We are subject to increased scrutiny in tax audits and reviews globally by various tax authorities of historical information which could result in additional tax expense in future periods relating to prior results. Reviews by tax authorities generally focus on, but are not limited to, the validity of our inter-company transactions, including financing and transfer pricing policies which generally involve subjective areas of taxation and a significant degree of judgment. If any of these tax authorities are successful with their challenges, our income tax expense may be adversely affected and we could also be subject to interest and penalty charges.

 

In connection with ongoing tax audits in Canada, tax authorities have taken the position that income reported by one of our Canadian subsidiaries should have been materially higher in 2001 and 2002 and materially lower in 2003 and 2004 as a result of certain inter-company transactions, and have proposed limitations on benefits associated with favorable adjustments arising from inter-company transactions and other adjustments. If tax authorities are successful with their challenge, we estimate that the maximum net impact for additional income taxes and interest charges associated with the proposed limitations of the favorable adjustments could be approximately $41 million Canadian dollars (approximately $40.4 at current exchange rates).

 

Canadian tax authorities have taken the position that certain interest amounts deducted by one of our Canadian entities in 2002 through 2004 on historical debt instruments should be re-characterized as capital losses.
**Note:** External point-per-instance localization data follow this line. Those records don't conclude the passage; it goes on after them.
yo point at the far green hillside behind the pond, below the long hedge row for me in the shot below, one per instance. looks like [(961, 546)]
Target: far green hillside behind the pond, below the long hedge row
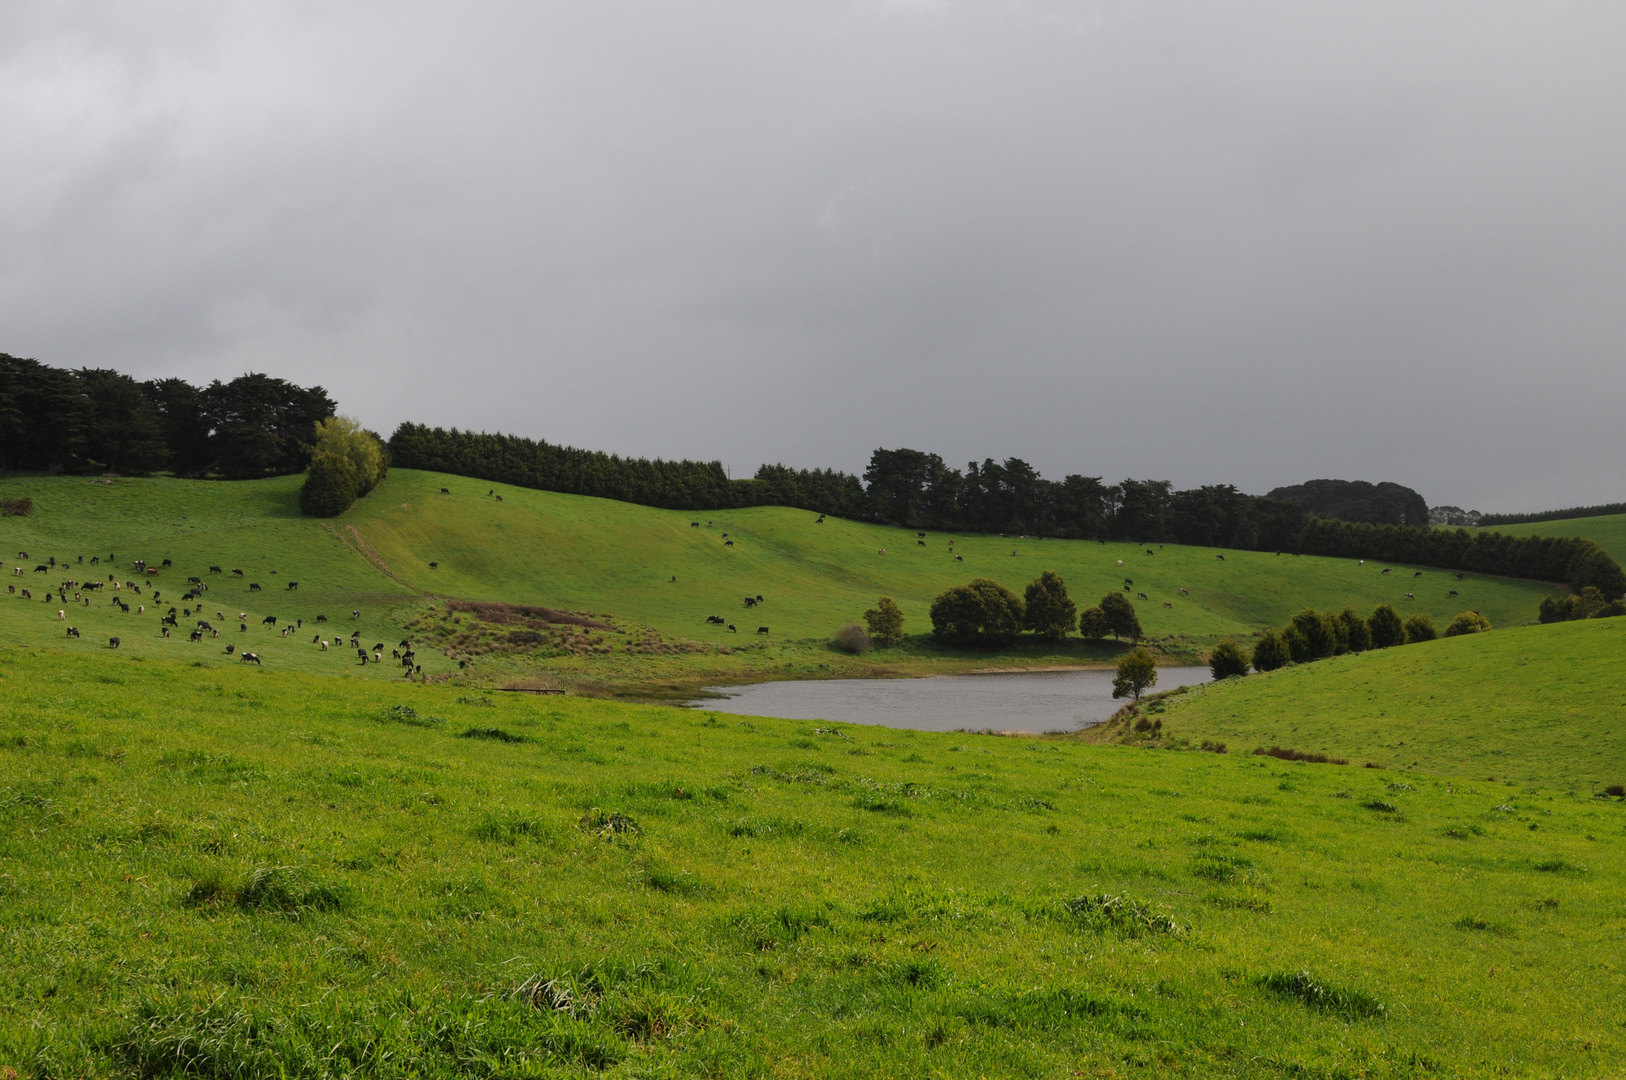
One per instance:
[(620, 560)]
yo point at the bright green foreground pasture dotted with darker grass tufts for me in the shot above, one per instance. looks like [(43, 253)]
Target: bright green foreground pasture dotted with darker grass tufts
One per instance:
[(237, 873)]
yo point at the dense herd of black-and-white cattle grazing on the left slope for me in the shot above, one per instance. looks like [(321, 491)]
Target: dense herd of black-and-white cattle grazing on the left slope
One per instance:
[(196, 590)]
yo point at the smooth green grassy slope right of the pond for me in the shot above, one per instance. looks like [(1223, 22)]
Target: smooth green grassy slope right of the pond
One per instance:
[(1537, 703)]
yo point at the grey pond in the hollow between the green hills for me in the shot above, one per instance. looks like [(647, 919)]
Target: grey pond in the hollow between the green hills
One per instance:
[(1015, 702)]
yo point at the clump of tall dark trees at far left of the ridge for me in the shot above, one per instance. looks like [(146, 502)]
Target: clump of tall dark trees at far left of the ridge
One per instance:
[(100, 420)]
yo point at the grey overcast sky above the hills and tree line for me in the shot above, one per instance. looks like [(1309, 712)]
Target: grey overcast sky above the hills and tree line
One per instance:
[(1248, 243)]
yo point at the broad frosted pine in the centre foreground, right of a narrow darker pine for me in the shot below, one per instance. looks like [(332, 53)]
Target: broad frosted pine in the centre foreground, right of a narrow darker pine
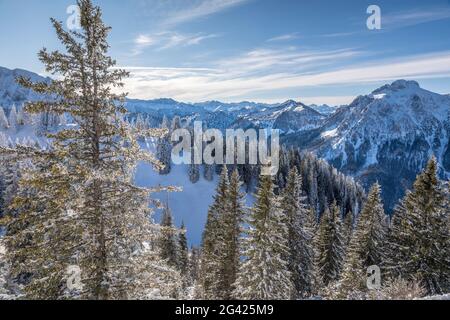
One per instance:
[(264, 272)]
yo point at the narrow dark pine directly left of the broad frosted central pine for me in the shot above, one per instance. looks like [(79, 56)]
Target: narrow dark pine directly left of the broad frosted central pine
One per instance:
[(231, 225)]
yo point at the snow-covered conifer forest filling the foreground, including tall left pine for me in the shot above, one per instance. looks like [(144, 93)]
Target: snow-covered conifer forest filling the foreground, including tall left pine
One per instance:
[(76, 224)]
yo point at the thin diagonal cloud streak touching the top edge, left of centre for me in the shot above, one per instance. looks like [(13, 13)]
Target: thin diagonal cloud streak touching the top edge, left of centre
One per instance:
[(202, 8)]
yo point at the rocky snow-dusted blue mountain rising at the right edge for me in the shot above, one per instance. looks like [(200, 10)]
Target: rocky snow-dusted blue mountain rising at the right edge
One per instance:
[(387, 136)]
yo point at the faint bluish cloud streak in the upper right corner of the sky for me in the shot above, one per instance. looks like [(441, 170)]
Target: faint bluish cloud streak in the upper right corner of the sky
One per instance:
[(415, 17)]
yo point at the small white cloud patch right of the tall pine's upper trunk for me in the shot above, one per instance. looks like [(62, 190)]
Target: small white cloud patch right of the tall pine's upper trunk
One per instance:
[(167, 39)]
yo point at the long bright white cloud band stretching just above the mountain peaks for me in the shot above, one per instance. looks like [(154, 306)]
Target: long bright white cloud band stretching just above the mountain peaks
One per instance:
[(229, 83)]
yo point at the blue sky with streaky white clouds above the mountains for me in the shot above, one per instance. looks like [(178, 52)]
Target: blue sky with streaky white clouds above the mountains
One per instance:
[(261, 50)]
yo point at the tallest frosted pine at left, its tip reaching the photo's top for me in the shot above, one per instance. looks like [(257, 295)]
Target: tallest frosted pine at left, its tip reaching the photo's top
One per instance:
[(79, 210)]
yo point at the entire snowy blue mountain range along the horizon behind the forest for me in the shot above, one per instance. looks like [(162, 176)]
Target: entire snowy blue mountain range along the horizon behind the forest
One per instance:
[(385, 136)]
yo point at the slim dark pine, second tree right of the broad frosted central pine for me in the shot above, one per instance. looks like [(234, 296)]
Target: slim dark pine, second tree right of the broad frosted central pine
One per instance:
[(330, 246)]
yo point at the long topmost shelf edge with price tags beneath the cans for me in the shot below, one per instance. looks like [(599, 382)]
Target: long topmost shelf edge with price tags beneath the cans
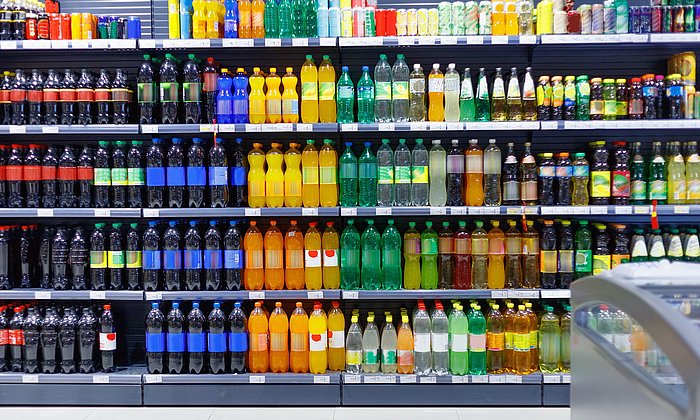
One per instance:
[(389, 41)]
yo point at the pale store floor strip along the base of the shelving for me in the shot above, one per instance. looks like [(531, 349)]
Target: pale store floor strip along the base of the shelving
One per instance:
[(206, 413)]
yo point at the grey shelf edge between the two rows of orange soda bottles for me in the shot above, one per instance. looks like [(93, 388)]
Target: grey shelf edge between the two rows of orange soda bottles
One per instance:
[(244, 295)]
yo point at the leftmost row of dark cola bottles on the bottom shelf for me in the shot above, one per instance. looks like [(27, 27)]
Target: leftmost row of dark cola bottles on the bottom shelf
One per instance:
[(57, 339)]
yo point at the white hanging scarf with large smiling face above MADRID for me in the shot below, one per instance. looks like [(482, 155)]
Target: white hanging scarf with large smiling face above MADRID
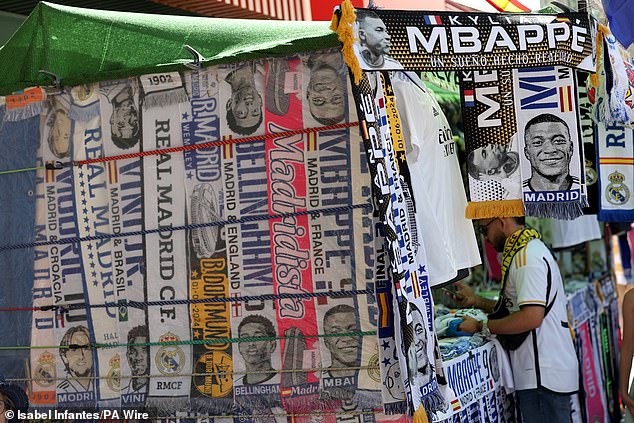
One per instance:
[(550, 138)]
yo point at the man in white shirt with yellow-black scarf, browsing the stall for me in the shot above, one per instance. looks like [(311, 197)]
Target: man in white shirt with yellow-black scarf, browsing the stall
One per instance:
[(544, 362)]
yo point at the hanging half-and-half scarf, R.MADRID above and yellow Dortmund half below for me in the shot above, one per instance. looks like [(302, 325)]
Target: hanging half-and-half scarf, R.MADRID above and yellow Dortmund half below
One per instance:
[(207, 245)]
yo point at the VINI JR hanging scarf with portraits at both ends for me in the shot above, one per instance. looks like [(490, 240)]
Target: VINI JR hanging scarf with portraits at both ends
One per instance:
[(121, 132)]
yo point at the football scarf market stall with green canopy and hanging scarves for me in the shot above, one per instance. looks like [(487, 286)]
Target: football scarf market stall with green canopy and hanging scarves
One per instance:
[(251, 228)]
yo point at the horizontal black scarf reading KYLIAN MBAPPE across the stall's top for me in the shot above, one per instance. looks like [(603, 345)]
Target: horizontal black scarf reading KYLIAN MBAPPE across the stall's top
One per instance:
[(432, 41)]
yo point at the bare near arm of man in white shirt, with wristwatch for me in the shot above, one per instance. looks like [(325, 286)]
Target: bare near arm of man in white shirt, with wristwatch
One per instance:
[(527, 318)]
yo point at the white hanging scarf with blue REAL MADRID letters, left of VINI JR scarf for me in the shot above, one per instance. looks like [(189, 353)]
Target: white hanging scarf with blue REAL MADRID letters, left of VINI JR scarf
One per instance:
[(93, 219)]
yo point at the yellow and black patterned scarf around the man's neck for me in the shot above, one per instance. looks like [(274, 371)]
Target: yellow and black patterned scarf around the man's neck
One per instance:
[(514, 243)]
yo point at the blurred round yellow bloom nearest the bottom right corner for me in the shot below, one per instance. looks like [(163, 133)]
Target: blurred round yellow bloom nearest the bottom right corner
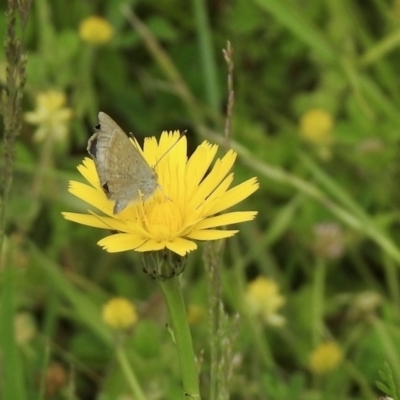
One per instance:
[(325, 358)]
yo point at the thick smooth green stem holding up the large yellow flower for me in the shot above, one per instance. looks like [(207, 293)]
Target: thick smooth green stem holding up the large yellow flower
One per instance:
[(172, 292)]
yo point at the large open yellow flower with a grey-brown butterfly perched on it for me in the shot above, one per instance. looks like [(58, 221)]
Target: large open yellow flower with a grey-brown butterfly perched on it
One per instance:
[(188, 207)]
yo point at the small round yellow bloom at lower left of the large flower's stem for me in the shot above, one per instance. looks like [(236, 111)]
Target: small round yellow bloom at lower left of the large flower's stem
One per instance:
[(119, 313)]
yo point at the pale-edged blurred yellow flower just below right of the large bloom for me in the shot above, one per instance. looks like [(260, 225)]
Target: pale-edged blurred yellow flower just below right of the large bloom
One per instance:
[(263, 300)]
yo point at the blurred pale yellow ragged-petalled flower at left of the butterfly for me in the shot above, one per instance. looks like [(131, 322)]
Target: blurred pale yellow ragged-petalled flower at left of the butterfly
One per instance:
[(50, 115)]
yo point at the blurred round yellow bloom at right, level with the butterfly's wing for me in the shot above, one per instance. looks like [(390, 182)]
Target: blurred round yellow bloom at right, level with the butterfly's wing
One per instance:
[(316, 126)]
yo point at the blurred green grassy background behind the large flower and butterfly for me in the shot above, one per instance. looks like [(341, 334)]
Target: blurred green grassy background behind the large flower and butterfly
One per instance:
[(316, 118)]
If tax authorities are successful with their challenge, we estimate that the maximum net impact for additional income taxes and interest charges could be approximately $30.7 million Canadian dollars (approximately $30.2 at current exchange rates). We believe that our asserted position is appropriate and would be sustained upon full examination by the tax authorities and, if necessary, upon consideration by the judicial courts. Our position is supported by our Canadian legal tax advisors.

 

Tax authorities in Brazil had taken the position that income reported by our Brazilian subsidiary in 2004 should have been materially higher as a result of certain inter-company transactions. In 2011 and 2012, we received favorable Administrative Court decisions that were largely consistent with our original filing position. Although we believe it is unlikely to occur, the Brazilian tax authorities have the right to present a Special Appeal to challenge the Higher Administrative Court decision. We did not previously accrue for any potential adverse tax impact for the 2004 tax audit. Brazilian tax authorities are not precluded from taking similar positions in future audits with respect to these types of transactions.

 

We have and expect to continue to recognize the future benefit of certain Brazilian tax losses on the basis that these tax losses can and will be fully utilized in the fiscal period ending on the date of dissolution of our Brazilian subsidiary. While our ability to do so is not certain, we believe that our interpretation of applicable Brazilian law will be sustained upon full examination by the Brazilian tax authorities and, if necessary, upon consideration by the Brazilian judicial courts. Our position is supported by our Brazilian legal tax advisors.  A change to the benefit realizable on these Brazilian losses could increase our net deferred tax liabilities by approximately 50.1 million Brazilian reais (approximately $24.9 at current exchange rates).

 

The successful pursuit of the assertions made by any taxing authority related to the above noted tax audits or others could result in our owing significant amounts of tax, interest and possibly penalties. We believe we have substantial defenses to the asserted positions and have adequately accrued for any probable potential adverse tax impact. However, there can be no assurance as to the final resolution of these claims and any resulting proceedings. If these claims and any ensuing proceedings are determined adversely to us, the amounts we may be required to pay could be material.